Top Trilogies - 8 - Vietnam by Oliver Stone

Here is a trilogy that gets very little attention despite two Best Director wins, a Best Picture win and another nomination for Best Picture. The reason is that this is a thematic trilogy taking a different perspective on America's favorite war.

The first film, Platoon (1986), takes a look at war in and of itself. It doesn't support war, it isn't against war it just is, much in the same way that it was just there in Kubrick's Full Metal Jacket. Stone just lets his camera move around the jungle with a kid (Charlie Sheen) who represents Stone in his experience, who is scared to die but ends up more cynical for living. Its a powerful film that shows the ins and outs of war and how it affects the innocence of the young men that we send over seas to fight them.

The second film, Born on the Fourth of July (1989), takes the war home. In the film a young man in a fit of patriotism signs up for the marines to go over to Vietnam and fight a war that he knows little about, just that America must win it. When he is over there his legs are blown off in an explosion. When he comes home he is a strong advocate for what America is doing over there until he sees the same things that everyone else was seeing. His anti-war stance slowly grows until he is involved with protests that find him at the 1968 Republican National Convention. This film, based on a true story, is one of the finest of Stone's films.

The final film of the trilogy, Heaven and Earth (1993), not only crosses the national line from America to Vietnam; but it also crosses the gender perspective from male to female. This story is about a young woman from Vietnam who is rapped and forced into slavery during the war until she marries an American soldier and finds new problems with materialism back in the States.

The three films, in fact, have little in common with each other. There are two very prominent things, however, that transcend all of them. The first is the obvious war in Vietnam during the 1960s and its effects on everyone involved.

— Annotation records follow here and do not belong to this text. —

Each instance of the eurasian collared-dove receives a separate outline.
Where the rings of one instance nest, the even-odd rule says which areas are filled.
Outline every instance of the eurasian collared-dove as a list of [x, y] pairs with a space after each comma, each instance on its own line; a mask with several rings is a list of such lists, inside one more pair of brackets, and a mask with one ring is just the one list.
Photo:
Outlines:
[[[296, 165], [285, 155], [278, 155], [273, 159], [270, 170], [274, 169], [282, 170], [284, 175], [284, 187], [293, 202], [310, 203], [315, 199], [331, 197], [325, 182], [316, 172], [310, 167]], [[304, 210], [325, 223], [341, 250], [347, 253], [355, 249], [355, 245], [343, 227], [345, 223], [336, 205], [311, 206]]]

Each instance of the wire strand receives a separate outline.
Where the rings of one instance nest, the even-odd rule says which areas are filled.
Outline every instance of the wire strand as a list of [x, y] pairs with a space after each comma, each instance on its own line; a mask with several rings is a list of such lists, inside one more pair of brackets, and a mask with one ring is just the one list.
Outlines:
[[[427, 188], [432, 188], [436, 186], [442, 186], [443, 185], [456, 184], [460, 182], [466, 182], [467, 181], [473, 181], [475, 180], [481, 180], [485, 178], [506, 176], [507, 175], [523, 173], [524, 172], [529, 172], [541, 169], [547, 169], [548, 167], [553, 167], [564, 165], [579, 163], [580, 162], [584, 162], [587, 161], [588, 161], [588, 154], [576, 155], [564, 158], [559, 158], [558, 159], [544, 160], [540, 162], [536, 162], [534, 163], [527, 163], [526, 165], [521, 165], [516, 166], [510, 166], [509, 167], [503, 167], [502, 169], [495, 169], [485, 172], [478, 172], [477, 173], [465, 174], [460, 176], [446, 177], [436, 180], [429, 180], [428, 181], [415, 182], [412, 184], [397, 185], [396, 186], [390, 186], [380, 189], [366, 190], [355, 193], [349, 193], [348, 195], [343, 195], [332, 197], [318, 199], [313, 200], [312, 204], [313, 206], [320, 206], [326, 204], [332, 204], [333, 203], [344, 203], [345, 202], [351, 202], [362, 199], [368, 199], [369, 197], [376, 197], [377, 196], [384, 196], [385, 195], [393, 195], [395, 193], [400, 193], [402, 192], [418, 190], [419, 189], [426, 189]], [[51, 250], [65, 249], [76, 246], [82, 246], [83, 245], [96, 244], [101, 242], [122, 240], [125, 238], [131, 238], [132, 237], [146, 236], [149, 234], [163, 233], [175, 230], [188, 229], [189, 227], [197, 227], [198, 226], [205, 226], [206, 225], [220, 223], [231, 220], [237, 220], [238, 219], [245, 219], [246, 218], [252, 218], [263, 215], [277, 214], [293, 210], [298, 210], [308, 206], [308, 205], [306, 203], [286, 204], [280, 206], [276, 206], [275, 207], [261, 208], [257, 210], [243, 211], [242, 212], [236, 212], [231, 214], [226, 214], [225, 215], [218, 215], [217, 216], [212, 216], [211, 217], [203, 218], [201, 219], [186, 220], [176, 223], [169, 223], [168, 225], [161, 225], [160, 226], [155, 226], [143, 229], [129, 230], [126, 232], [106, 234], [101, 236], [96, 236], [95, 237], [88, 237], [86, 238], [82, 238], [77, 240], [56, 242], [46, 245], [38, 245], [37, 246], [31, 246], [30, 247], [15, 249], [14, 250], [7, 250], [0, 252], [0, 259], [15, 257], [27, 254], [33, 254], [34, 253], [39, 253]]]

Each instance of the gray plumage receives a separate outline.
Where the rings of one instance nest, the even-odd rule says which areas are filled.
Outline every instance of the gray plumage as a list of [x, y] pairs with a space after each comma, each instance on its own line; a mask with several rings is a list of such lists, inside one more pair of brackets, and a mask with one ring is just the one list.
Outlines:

The second is the loss of innocence experienced. In Platoon he shows us the loss of emotional/mental innocence due to the actual atrocities of war. In Born on the Fourth of July we are shown the loss of innocence the nation as a whole experienced as it became disillusioned with the war and the body bags coming home. Finally, in Heaven and Earth, Stone shows us the emotional/physical innocence lost by a young woman forced into sexual situations that she should not have been in. All of these films are important in their own way, and Oliver Stone, despite some his ambitious flops of the late 90s and early 00s should be remembered as the great film maker that he is.